Infine, l'ultimo meccanismo che potrebbe completare l'insieme, oltre al reddito di cittadinanza, la garanzia del lavoro e tutti i diritti connessi al più ampio welfare state (istruzione e sanità gratuite, pensioni e cassa integrazione fortemente redistributive, sindacati dei diritti, ecc. ), è un sistema di eredità per tutti. Quando si studia la disuguaglianza nel lungo periodo, ciò che colpisce di più è la persistenza dell'iperconcentrazione della proprietà. Il 50% più povero non possiede quasi mai nulla: il 5% della ricchezza totale in Francia oggi, rispetto al 55% del 10% più ricco. L'idea che basti aspettare che la ricchezza si diffonda non ha molto senso: se così fosse, ce ne saremmo accorti da tempo.
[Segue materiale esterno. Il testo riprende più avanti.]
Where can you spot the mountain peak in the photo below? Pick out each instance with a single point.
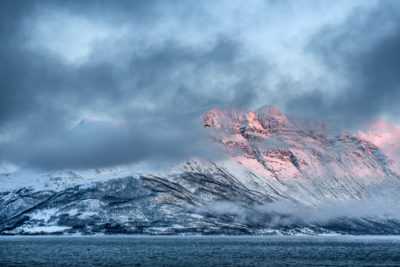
(270, 110)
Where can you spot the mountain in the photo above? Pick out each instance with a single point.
(281, 175)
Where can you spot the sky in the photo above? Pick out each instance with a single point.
(155, 66)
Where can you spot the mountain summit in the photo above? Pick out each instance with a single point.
(281, 174)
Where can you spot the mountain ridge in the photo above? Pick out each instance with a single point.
(281, 174)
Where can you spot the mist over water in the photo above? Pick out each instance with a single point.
(200, 251)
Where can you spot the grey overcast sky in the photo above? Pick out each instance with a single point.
(156, 65)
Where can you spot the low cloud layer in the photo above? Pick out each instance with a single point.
(148, 62)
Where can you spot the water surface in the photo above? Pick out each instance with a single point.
(199, 250)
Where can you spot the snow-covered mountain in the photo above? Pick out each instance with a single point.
(281, 174)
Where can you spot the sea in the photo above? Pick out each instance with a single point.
(199, 250)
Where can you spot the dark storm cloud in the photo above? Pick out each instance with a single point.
(41, 93)
(364, 52)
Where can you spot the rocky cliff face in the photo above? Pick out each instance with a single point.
(281, 174)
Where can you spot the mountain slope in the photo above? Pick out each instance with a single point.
(281, 174)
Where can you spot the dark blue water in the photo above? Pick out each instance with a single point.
(199, 251)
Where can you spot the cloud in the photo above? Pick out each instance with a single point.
(44, 93)
(145, 62)
(361, 53)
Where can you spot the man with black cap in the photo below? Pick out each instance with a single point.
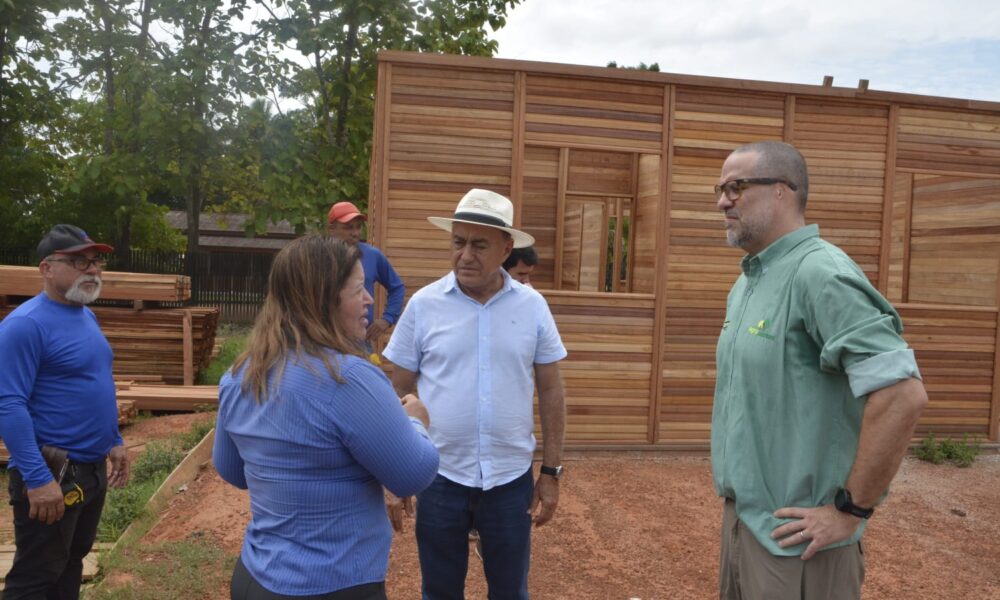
(58, 419)
(345, 222)
(475, 345)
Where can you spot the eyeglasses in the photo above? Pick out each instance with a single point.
(735, 188)
(82, 263)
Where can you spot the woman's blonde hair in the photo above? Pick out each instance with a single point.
(300, 312)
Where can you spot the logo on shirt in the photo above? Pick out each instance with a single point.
(759, 330)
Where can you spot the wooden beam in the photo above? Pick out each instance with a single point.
(662, 248)
(789, 133)
(517, 148)
(631, 75)
(188, 348)
(888, 196)
(994, 428)
(907, 233)
(560, 217)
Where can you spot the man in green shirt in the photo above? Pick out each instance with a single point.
(816, 396)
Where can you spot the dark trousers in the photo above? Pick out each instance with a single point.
(446, 511)
(245, 587)
(48, 560)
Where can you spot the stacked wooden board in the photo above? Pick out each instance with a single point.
(116, 285)
(181, 398)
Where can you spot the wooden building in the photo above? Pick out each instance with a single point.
(612, 171)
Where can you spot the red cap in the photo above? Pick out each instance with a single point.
(344, 212)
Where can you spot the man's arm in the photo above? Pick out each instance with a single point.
(395, 289)
(404, 382)
(889, 420)
(552, 413)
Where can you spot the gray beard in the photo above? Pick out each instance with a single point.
(76, 293)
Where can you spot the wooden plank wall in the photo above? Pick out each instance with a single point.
(607, 374)
(449, 131)
(700, 268)
(908, 185)
(956, 351)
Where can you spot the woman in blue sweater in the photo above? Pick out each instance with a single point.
(314, 431)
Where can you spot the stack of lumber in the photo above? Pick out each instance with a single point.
(173, 344)
(27, 281)
(126, 411)
(183, 398)
(152, 341)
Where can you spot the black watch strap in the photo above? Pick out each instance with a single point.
(553, 471)
(845, 503)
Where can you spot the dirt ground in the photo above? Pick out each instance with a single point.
(645, 525)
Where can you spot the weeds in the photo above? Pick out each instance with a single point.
(183, 569)
(125, 505)
(231, 348)
(961, 452)
(157, 459)
(190, 439)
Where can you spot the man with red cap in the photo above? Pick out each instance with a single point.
(345, 222)
(59, 419)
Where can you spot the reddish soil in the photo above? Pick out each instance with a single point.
(645, 525)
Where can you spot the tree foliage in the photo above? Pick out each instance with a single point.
(114, 111)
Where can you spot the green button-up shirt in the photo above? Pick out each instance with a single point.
(805, 340)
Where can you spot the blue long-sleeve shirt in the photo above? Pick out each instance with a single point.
(314, 456)
(377, 268)
(56, 386)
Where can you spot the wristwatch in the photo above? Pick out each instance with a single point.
(553, 471)
(845, 503)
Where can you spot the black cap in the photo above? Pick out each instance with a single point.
(68, 239)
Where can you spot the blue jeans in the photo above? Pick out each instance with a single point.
(446, 511)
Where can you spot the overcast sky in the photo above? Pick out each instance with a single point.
(938, 47)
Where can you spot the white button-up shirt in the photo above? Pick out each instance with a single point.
(475, 373)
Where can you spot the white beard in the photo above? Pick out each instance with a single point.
(76, 293)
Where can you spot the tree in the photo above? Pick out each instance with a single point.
(334, 77)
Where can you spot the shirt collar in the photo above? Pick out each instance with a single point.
(778, 249)
(451, 285)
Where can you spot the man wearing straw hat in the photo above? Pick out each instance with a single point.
(59, 419)
(475, 345)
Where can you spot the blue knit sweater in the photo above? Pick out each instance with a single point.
(315, 456)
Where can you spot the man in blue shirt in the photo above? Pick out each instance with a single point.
(476, 345)
(57, 396)
(345, 222)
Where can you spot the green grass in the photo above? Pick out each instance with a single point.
(150, 469)
(960, 452)
(191, 568)
(235, 341)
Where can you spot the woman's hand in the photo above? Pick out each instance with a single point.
(415, 408)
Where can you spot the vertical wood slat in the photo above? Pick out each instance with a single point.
(994, 428)
(887, 202)
(517, 149)
(633, 213)
(660, 268)
(188, 344)
(907, 228)
(561, 215)
(789, 134)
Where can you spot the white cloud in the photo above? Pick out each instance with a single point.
(945, 48)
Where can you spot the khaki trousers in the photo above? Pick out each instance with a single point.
(748, 571)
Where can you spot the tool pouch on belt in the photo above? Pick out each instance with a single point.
(57, 460)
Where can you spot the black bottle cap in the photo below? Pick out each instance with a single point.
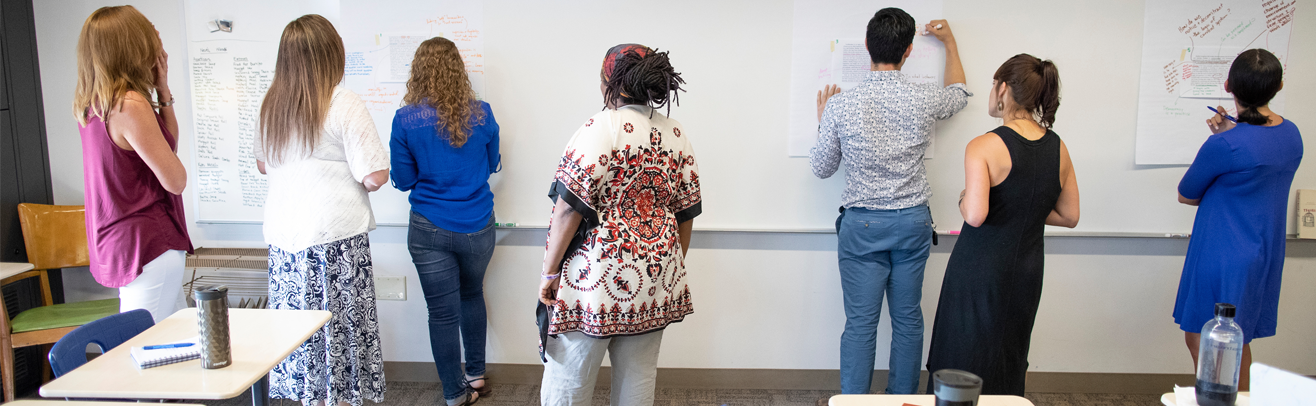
(209, 293)
(1224, 309)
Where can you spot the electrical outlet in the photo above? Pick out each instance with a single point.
(391, 288)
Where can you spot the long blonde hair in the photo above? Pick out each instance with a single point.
(116, 54)
(438, 79)
(309, 66)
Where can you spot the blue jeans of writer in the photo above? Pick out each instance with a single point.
(882, 252)
(450, 268)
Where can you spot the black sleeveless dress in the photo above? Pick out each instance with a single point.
(994, 280)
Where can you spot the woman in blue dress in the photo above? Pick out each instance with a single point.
(1240, 183)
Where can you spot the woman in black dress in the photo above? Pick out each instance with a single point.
(1017, 178)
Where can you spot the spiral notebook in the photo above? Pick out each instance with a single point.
(163, 356)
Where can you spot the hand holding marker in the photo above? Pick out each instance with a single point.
(929, 33)
(1225, 114)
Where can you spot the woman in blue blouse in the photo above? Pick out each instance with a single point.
(444, 149)
(1240, 183)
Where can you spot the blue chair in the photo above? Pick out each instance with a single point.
(105, 333)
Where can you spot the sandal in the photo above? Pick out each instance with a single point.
(470, 398)
(483, 390)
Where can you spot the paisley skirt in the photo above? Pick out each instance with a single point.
(342, 361)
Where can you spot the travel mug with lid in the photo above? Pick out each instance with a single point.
(956, 388)
(212, 317)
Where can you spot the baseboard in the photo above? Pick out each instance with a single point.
(809, 379)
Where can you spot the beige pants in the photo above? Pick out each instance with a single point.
(574, 361)
(158, 288)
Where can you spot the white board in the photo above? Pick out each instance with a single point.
(1187, 47)
(541, 75)
(230, 71)
(824, 33)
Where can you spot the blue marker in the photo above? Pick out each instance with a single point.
(1217, 112)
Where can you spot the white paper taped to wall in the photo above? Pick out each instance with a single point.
(817, 26)
(1187, 47)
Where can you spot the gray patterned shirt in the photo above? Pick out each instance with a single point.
(881, 129)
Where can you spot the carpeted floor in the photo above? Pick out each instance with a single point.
(429, 393)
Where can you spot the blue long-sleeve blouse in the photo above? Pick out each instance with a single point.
(449, 185)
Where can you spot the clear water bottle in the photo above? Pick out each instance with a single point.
(1219, 359)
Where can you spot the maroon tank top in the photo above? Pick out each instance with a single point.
(130, 218)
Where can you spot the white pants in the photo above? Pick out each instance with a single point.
(574, 361)
(158, 288)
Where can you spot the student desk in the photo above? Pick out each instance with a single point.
(921, 400)
(33, 402)
(1170, 400)
(259, 339)
(8, 270)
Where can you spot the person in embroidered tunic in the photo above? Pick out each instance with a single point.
(881, 129)
(323, 155)
(444, 147)
(627, 192)
(136, 233)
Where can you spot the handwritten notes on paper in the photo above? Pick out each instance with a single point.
(227, 92)
(820, 58)
(1187, 49)
(232, 71)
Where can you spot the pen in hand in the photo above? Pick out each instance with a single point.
(1227, 116)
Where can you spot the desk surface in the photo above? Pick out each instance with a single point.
(921, 400)
(8, 270)
(1170, 400)
(36, 402)
(259, 339)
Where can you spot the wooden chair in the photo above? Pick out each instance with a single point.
(55, 238)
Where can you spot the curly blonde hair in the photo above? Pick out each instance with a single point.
(438, 79)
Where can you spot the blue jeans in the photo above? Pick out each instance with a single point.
(450, 267)
(882, 252)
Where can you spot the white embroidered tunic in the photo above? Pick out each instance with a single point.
(633, 179)
(317, 197)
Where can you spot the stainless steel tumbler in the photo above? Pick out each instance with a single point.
(956, 388)
(212, 318)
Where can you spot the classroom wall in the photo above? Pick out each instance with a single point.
(771, 300)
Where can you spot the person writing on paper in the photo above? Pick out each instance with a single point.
(627, 195)
(1240, 183)
(444, 149)
(323, 154)
(136, 233)
(1017, 179)
(881, 130)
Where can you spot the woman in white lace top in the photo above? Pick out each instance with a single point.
(323, 154)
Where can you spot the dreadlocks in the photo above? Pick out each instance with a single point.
(636, 74)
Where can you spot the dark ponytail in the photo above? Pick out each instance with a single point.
(1035, 84)
(1254, 78)
(641, 75)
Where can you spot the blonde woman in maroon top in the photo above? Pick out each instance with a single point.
(136, 231)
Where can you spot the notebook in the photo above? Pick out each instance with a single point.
(163, 356)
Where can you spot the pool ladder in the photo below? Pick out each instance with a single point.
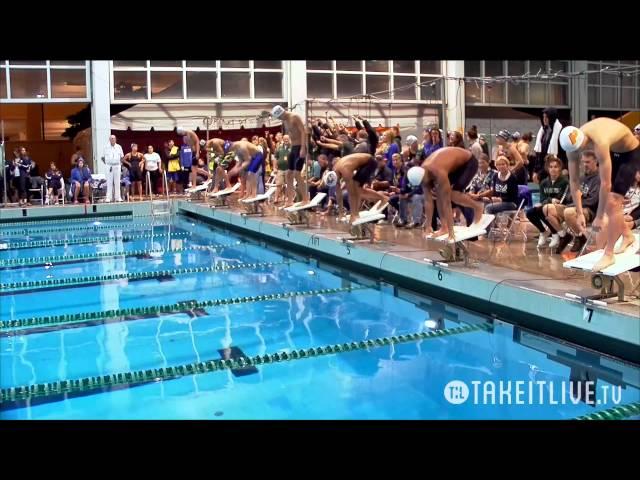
(159, 207)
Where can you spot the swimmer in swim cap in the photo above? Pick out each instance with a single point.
(618, 154)
(294, 127)
(449, 170)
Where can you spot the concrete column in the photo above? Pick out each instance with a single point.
(296, 86)
(579, 93)
(100, 111)
(454, 96)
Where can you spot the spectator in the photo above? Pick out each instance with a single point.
(391, 147)
(509, 150)
(456, 140)
(481, 185)
(153, 165)
(504, 189)
(405, 195)
(590, 194)
(383, 175)
(280, 165)
(24, 165)
(112, 156)
(553, 190)
(80, 178)
(319, 168)
(125, 178)
(54, 184)
(434, 142)
(134, 160)
(474, 143)
(202, 172)
(172, 154)
(631, 205)
(546, 140)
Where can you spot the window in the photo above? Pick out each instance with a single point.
(376, 65)
(348, 85)
(40, 63)
(129, 85)
(3, 83)
(201, 84)
(166, 63)
(270, 64)
(199, 79)
(130, 63)
(517, 93)
(404, 66)
(201, 63)
(235, 84)
(67, 63)
(399, 93)
(430, 67)
(268, 84)
(319, 85)
(319, 65)
(234, 63)
(68, 83)
(378, 85)
(349, 65)
(166, 85)
(28, 83)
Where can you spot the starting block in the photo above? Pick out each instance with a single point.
(220, 197)
(362, 229)
(254, 206)
(455, 250)
(298, 213)
(608, 279)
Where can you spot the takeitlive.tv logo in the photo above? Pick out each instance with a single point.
(520, 392)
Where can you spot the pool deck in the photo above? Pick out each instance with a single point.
(512, 281)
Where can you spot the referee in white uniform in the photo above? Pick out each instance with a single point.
(112, 156)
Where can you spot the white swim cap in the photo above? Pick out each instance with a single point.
(415, 175)
(277, 111)
(330, 179)
(571, 139)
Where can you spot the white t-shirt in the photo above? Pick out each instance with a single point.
(151, 161)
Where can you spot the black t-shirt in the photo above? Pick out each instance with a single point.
(507, 190)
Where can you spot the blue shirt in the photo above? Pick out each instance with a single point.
(78, 175)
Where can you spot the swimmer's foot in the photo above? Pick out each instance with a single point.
(478, 211)
(604, 262)
(627, 241)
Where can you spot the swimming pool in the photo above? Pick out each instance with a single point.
(176, 319)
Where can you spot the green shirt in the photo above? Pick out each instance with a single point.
(282, 155)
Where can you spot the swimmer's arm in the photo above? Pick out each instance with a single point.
(428, 206)
(604, 160)
(443, 190)
(518, 158)
(573, 159)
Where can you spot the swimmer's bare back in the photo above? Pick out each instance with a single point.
(610, 134)
(295, 129)
(346, 165)
(447, 159)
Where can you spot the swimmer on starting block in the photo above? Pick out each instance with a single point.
(449, 170)
(357, 170)
(190, 138)
(250, 159)
(217, 148)
(294, 127)
(618, 154)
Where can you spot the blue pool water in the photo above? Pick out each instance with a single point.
(401, 381)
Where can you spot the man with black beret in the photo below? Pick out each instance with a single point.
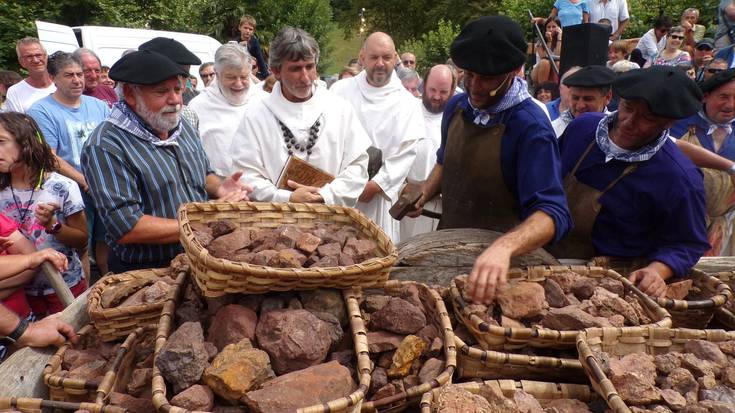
(498, 165)
(634, 196)
(142, 163)
(589, 91)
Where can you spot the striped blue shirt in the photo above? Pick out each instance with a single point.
(129, 176)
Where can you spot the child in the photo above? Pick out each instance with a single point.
(47, 206)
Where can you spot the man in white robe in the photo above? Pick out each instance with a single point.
(221, 106)
(303, 119)
(439, 86)
(389, 114)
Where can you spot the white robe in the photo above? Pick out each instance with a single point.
(259, 149)
(218, 120)
(394, 123)
(425, 160)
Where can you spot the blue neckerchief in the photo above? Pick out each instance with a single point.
(642, 154)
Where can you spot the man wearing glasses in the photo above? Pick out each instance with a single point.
(32, 57)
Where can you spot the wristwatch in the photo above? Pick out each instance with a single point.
(15, 335)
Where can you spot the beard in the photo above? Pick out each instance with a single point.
(161, 121)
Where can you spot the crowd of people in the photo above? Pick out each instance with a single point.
(600, 160)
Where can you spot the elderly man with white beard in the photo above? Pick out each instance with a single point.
(143, 162)
(222, 105)
(301, 119)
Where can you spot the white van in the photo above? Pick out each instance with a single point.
(110, 42)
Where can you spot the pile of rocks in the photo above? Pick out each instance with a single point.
(699, 379)
(405, 346)
(563, 301)
(455, 399)
(270, 353)
(286, 246)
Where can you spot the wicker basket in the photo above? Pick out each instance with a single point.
(504, 339)
(707, 296)
(93, 391)
(118, 322)
(348, 404)
(217, 276)
(537, 389)
(619, 342)
(29, 405)
(437, 315)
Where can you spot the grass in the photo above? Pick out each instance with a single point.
(342, 50)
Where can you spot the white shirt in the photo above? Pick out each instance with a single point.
(259, 149)
(614, 10)
(21, 96)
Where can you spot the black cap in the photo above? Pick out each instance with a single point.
(667, 90)
(145, 68)
(490, 46)
(171, 49)
(591, 76)
(717, 80)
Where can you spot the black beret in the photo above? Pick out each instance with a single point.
(667, 90)
(591, 76)
(171, 49)
(145, 68)
(717, 80)
(490, 46)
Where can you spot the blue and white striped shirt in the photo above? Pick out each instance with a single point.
(129, 176)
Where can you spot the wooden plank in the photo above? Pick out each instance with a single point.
(21, 372)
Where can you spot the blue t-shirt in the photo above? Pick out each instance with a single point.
(67, 129)
(570, 13)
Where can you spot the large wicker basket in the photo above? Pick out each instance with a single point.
(708, 294)
(537, 389)
(348, 404)
(93, 391)
(118, 322)
(217, 276)
(437, 315)
(618, 342)
(504, 339)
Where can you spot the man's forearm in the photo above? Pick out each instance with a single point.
(152, 230)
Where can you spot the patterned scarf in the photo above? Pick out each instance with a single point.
(606, 145)
(124, 118)
(517, 93)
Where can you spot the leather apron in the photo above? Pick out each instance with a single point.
(474, 194)
(584, 207)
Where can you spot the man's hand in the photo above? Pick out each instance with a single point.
(304, 193)
(649, 281)
(371, 189)
(49, 331)
(232, 190)
(489, 274)
(56, 258)
(46, 214)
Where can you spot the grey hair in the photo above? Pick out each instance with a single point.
(406, 74)
(292, 44)
(82, 51)
(231, 55)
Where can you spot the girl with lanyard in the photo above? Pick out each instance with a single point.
(47, 206)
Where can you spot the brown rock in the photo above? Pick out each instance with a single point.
(183, 358)
(398, 316)
(238, 369)
(195, 398)
(678, 290)
(295, 339)
(231, 324)
(554, 294)
(313, 385)
(522, 300)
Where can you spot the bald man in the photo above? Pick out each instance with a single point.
(392, 119)
(440, 82)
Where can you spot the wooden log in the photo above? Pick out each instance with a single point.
(22, 371)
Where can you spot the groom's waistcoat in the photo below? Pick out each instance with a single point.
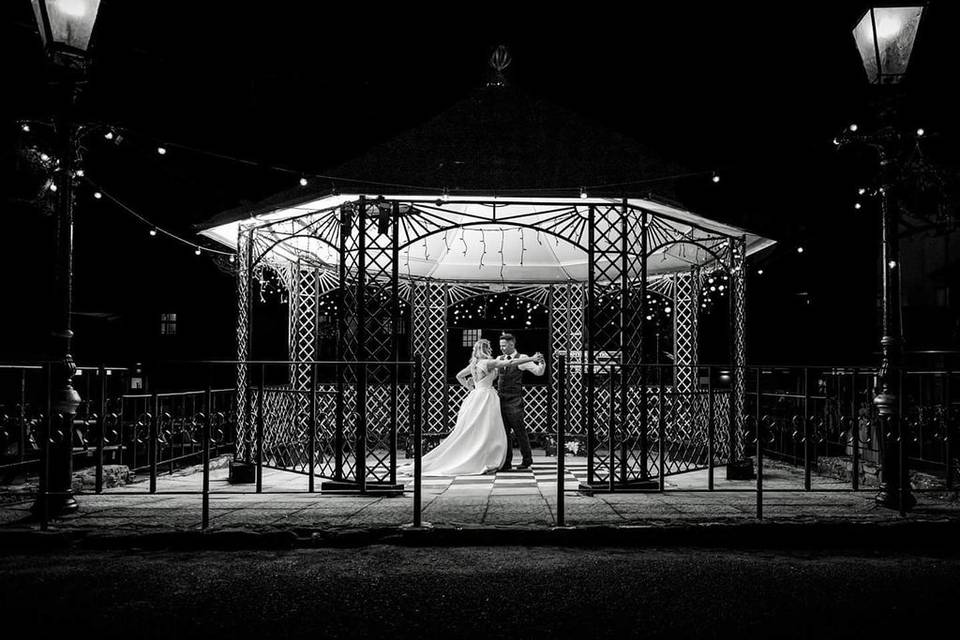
(510, 383)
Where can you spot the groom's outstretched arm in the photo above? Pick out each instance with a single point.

La soluzione più semplice è una ridistribuzione dell'eredità che consenta all'intera popolazione di ricevere un'eredità minima, che per fissare le idee potrebbe aggirarsi intorno ai 120.000 euro (ovvero il 60% della ricchezza media per adulto). Trasferito a tutti all'età di 25 anni, sarebbe finanziato da un mix di imposte progressive sulla ricchezza e sulle successioni, fruttando il 5% del reddito nazionale (una cifra significativa, ma realizzabile in un dato lasso di tempo). Chi attualmente non eredita nulla riceverebbe 120.000 euro, mentre chi eredita 1 milione di euro riceverebbe 600.000 euro al netto di tasse e dotazioni. Siamo, dunque, ancora lontani dall'uguaglianza delle opportunità, principio spesso difeso sul piano teorico, ma di cui le classi privilegiate diffidano come la peste non appena si pensa all'inizio della sua applicazione concreta. Alcuni vorranno limitarne l'uso; perché no, purché si applichino a tutte le eredità.

Ereditarietà per tutti mira ad aumentare il potere contrattuale di chi non ha nulla, a permettere loro di rifiutare certi lavori, acquistare una casa, lanciarsi in progetti personali. Questa libertà ha tutto per spaventare datori di lavoro e proprietari, che perderebbero docilità, e per rallegrare gli altri. Stiamo emergendo dolorosamente da una lunga cupola. Motivo in più per ricominciare a pensare e sperare.

*Thomas Piketty è direttore della ricerca presso l'École des Hautes Études en Sciences Sociales e professore presso la Paris School of Economics. Autore, tra gli altri libri, di Capitale nel XNUMX° secolo (Intrinseco).

Traduzione: Aluisio Schumacher al portale Carta Maggiore.

Originariamente pubblicato sul giornale Le Monde.